Liz Fletcher frowned. "You came out here on purpose? I figured you just strayed off the main road and got stuck when your car boiled over. Why would anybody come off out here on purpose?"
"Came to see if you'd want to rent out your town."
A look of apprehension passed over her face. "Rent it? Rent it to who? And what in the world for?"
Hallam grinned. "Fella I work for sometimes, he wants to make movies in it."
"Movies? Lord, I haven't seen a movie in—you mean they still make 'em?"
Hallam nodded. "They sure do. Been in a few myself."
"You're an actor now?" She sounded like she couldn't believe that the same Lucas Hallam who had faced down the Crowder boys in Santa Fe was an actor.
"Just every now and then, when I need a little extra money. My regular line of work sometimes hits dry spells."
"And what might that be?"
"Detective business. Got my own agency." Hallam chuckled. "Course, I sweep out the place, too."
"So you're a detective and an actor." Liz Fletcher shook her head, disapproval evident on her face. "Seems like strange work for a man who used to be hell on wheels, no offense, Lucas."
"None taken. Times change, Liz. Nothin' stands still."
But that was just what she was trying to do out here in this ghost town: make time stand still. She had her whiskey and her memories, and Hallam, for one, wasn't going to take it on himself to tell anybody how to live their life.
"Like I said," Hallam went on, "the feller I do some work for sometimes, Mr. Frank Sheldon, he wants to rent this town and shoot some movies here. Seems somebody told him about it and he thought it'd make a good place for that. So he asked me to come out here and look it over, let him know what I thought."
"And what do you think?"
Hallam shrugged. "A little fixin' up here and there, and the place could look about like it used to. It's pretty far out from town, but that's Mr. Sheldon's lookout, not mine. I reckon if you want to rent it to him, I'll tell him to go ahead if he wants to."
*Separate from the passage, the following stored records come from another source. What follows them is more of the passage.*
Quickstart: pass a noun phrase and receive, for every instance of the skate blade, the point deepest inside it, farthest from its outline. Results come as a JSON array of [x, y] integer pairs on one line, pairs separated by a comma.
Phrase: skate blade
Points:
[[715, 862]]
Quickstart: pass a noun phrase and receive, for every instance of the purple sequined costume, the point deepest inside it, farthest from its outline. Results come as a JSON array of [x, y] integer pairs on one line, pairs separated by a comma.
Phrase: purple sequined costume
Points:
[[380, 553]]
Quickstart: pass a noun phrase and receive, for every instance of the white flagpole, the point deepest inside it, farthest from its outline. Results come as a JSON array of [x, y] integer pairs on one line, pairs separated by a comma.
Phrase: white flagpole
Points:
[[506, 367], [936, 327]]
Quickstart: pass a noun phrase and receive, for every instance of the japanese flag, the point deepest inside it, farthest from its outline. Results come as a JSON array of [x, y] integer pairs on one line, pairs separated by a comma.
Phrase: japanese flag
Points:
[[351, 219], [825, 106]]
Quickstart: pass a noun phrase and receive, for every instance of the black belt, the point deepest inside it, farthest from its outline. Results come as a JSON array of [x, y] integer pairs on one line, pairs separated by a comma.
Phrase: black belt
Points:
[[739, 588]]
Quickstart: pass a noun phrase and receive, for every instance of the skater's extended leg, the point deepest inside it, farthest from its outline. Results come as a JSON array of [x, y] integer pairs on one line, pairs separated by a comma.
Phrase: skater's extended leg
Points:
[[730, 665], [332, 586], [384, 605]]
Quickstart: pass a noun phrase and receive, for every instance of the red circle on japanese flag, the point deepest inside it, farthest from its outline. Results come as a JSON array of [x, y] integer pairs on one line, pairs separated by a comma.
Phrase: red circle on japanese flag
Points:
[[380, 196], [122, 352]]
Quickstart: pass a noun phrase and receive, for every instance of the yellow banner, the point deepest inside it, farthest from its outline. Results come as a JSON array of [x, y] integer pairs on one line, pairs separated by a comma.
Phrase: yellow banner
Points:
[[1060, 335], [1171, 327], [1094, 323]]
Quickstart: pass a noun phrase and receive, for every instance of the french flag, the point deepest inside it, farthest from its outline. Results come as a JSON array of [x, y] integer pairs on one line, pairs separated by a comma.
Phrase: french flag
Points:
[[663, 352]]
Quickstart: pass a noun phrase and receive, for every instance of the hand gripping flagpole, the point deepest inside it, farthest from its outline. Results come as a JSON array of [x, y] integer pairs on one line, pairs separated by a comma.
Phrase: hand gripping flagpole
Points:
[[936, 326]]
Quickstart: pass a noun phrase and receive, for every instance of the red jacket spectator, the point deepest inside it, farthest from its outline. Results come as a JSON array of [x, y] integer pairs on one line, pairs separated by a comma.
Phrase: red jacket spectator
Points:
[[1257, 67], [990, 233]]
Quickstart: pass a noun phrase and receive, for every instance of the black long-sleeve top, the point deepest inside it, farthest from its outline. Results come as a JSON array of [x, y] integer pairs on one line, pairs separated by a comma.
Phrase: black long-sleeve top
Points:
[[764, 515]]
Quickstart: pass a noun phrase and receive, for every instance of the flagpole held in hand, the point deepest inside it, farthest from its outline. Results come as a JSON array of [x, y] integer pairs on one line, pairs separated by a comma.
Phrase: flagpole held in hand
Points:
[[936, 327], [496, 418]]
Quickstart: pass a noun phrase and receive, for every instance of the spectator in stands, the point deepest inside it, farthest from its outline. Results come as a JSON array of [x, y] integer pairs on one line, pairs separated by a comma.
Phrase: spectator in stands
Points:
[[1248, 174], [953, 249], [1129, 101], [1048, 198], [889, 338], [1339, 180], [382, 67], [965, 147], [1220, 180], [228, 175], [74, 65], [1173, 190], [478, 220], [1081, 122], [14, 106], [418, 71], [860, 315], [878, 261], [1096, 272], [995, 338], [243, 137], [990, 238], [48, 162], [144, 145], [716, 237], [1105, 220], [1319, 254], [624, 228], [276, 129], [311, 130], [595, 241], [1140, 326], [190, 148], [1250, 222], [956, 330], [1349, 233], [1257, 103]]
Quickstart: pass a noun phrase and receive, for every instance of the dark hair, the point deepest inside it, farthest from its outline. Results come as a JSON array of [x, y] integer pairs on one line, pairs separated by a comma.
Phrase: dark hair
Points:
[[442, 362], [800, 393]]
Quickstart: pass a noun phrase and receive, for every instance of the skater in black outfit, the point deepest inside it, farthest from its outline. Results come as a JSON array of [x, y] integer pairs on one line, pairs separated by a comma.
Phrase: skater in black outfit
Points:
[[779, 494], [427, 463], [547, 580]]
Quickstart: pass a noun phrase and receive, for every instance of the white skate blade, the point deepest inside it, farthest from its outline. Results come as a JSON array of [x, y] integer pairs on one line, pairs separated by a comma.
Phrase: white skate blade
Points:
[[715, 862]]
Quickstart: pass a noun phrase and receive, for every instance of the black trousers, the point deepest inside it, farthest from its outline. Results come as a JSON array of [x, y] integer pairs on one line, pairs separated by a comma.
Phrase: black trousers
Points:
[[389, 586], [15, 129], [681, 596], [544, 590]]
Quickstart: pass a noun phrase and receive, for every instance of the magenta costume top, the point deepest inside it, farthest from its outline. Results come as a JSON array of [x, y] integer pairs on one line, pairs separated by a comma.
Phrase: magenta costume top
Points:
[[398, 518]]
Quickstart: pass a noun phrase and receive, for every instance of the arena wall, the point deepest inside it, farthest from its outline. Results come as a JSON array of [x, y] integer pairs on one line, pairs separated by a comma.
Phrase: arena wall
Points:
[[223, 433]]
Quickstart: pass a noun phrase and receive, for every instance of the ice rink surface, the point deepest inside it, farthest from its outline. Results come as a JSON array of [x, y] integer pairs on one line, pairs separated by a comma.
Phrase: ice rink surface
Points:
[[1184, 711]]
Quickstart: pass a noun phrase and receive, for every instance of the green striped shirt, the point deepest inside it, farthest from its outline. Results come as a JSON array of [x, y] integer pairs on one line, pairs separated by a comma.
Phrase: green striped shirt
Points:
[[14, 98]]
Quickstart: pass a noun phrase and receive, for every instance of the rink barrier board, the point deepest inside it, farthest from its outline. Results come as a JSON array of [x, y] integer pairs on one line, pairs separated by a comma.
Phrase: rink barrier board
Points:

"A little fixing up here and there… God, we could all use that."
Hallam thought about the limp in his right leg, the stiffness he sometimes felt in his left shoulder, the bumps and bruises and bullet holes of a hard lifetime that ached when the weather was right. "Yes, ma'am, we surely could," he agreed.
Liz Fletcher was silent for a long moment. Then she said, "I'm sorry, Lucas, but I don't think I can go along with that." She smiled slightly. "Don't think I want a lot of people poking around
my town, even if it does get a little bit lonesome hereabouts. I get enough company, what with the drifters and desert rats who sneak around and try to steal my whiskey." She patted the shotgun. "They don't worry us too much, though."
Hallam tossed down the remainder of his drink and shrugged. "All right, Liz, if that's what you want. I'll tell Frank he'll just have to stay in Hollywood."
"You do that, Lucas. Otherwise he might get the seat of his pants dusted with buckshot."
Hallam grinned and nodded a farewell to the woman, then turned to the door of the saloon. He pushed through the batwings and started to step out onto the sidewalk….
The flash of sun on metal, across the street and off to the right—
Hallam threw himself sideways out of the door as a bullet smacked through the right-hand batwing. Splinters stung his face.
TWO
Hallam landed hard on the sidewalk. There was no cover outside, so he did the only thing he could. He rolled back toward the saloon's entrance and went through it in a low dive as another bullet hit the planks of the sidewalk and threw up more splinters.
"What the hell!" Liz Fletcher yelled from behind the bar.
Hallam waved a big hand at her. "Stay back! Get down behind that bar and stay there!"
He got out of the line of fire and crouched below the big window to the left of the door. When he glanced at the bar, he saw that Liz hadn't ducked as he had told her. She was standing behind the bar, the shotgun gripped tightly in her hands, ready to fight.